A few participants on static display reflected the history from the German Navy. A Dassault Atlantique 2 from the French Aeronavale was present, still wearing the special markings, celebrating 100 years Marine (1910-2010). The German Atlantic fleet was replaced by the Orions that were acquired from the Royal Netherlands Navy. One of the former German examples can be seen at the junction outside the gate of the airbase, with the special painted MFG 3 ‘Graf Zeppelin’ tail. The museum ‘Aeronauticum’ also has an example preserved. The entrance of the museum can be found close to the entrance of the air base.
A few civil aircraft on static display like the Dornier 27 and a Piaggio P.149 reflected the fixed wing part of the history within the German Navy. A Dornier Do-28 could be seen as part of the small flying display.

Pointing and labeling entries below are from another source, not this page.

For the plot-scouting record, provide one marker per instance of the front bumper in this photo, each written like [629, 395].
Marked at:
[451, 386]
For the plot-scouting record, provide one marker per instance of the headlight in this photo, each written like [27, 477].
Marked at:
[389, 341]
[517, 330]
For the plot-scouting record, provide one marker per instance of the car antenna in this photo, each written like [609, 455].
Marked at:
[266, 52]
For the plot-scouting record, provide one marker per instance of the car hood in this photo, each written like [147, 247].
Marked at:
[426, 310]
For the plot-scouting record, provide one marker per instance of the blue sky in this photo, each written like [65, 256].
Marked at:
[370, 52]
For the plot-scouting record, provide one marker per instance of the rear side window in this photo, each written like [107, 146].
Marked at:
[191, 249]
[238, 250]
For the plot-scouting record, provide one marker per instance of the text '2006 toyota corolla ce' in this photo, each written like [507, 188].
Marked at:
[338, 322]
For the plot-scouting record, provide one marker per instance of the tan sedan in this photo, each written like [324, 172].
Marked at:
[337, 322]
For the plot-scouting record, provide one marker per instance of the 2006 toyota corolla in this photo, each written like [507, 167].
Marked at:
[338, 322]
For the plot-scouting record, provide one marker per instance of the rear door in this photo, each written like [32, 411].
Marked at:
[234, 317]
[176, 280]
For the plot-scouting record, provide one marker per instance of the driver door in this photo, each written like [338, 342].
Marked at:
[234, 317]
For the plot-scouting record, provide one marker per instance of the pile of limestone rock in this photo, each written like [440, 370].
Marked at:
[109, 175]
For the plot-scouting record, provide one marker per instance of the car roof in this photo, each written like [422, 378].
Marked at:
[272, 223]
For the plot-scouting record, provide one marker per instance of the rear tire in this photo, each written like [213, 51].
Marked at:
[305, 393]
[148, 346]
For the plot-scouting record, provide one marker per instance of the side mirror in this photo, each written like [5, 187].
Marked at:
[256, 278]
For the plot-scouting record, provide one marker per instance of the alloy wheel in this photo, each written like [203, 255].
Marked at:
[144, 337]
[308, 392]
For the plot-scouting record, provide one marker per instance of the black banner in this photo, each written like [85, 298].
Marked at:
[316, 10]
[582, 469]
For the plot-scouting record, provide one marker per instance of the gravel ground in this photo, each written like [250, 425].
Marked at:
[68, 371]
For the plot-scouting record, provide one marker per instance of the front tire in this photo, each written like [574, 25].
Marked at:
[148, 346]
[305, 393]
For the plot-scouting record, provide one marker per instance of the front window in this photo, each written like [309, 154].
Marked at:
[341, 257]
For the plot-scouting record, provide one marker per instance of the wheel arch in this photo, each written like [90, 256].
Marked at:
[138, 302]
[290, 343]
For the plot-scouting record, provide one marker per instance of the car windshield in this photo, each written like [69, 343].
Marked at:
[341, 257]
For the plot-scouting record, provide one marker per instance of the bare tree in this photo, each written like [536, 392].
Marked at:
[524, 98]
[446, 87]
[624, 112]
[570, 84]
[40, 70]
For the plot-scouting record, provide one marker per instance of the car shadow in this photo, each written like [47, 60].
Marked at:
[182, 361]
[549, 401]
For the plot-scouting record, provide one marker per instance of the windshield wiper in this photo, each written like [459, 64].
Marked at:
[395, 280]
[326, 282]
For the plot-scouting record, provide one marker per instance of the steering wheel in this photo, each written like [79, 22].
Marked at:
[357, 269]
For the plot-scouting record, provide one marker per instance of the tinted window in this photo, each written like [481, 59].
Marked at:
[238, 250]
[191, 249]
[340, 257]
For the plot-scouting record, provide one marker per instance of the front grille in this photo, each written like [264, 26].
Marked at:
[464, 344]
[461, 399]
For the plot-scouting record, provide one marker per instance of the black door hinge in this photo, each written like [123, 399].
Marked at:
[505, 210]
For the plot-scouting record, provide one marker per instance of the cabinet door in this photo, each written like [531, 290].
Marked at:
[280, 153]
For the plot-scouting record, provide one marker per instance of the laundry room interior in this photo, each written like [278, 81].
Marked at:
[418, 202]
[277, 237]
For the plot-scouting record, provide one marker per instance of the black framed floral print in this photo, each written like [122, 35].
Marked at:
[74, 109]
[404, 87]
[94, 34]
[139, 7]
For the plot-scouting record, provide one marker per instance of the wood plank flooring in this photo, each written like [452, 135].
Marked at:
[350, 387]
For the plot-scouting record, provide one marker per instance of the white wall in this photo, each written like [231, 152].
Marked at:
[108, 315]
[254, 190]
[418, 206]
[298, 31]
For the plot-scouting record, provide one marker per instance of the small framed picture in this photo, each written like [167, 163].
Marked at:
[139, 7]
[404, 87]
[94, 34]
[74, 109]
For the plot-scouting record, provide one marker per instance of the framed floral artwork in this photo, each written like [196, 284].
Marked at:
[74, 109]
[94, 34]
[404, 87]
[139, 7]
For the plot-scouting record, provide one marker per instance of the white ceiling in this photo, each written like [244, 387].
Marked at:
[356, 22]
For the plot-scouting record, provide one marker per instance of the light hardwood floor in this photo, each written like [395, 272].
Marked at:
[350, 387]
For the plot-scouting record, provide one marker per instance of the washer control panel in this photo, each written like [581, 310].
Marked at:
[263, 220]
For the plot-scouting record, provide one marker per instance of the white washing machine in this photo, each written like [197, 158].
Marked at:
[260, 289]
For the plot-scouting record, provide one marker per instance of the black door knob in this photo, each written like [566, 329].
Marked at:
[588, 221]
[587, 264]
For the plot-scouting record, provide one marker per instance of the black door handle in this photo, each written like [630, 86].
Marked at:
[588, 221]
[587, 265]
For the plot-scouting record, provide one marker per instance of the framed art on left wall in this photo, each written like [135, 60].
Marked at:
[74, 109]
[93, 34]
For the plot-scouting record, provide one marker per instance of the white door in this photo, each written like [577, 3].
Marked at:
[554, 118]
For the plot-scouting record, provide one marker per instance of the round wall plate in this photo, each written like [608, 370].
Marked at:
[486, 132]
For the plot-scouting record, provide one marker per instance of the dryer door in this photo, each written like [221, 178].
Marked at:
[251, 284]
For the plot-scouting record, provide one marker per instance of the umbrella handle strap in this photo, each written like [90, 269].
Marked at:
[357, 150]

A preserved Sikorsky H-34 was parked out of sight and was in a not so good condition. This particular helicopter was previously preserved at Kiel-Holtenau.
The polish Mi-14 helicopter was unfortunately cancelled a few days prior to the event. It would reflect the history as well; in late October 1979, the East German Navy (DDR-Volksmarine) received the first Mi-14 in two different versions. After the reunification in 1990, fourteen Mi-14s were added to the new inventory, but were quickly phased out in December 1991.
Pleasure flights were made during the day with an R.44 and a BK117. The BK117 was still painted as ‘Medicopter 117’. Medicopter 117 was a German spoken TV-serie with seven seasons that was broadcasted between 1998 and 2007 in several countries.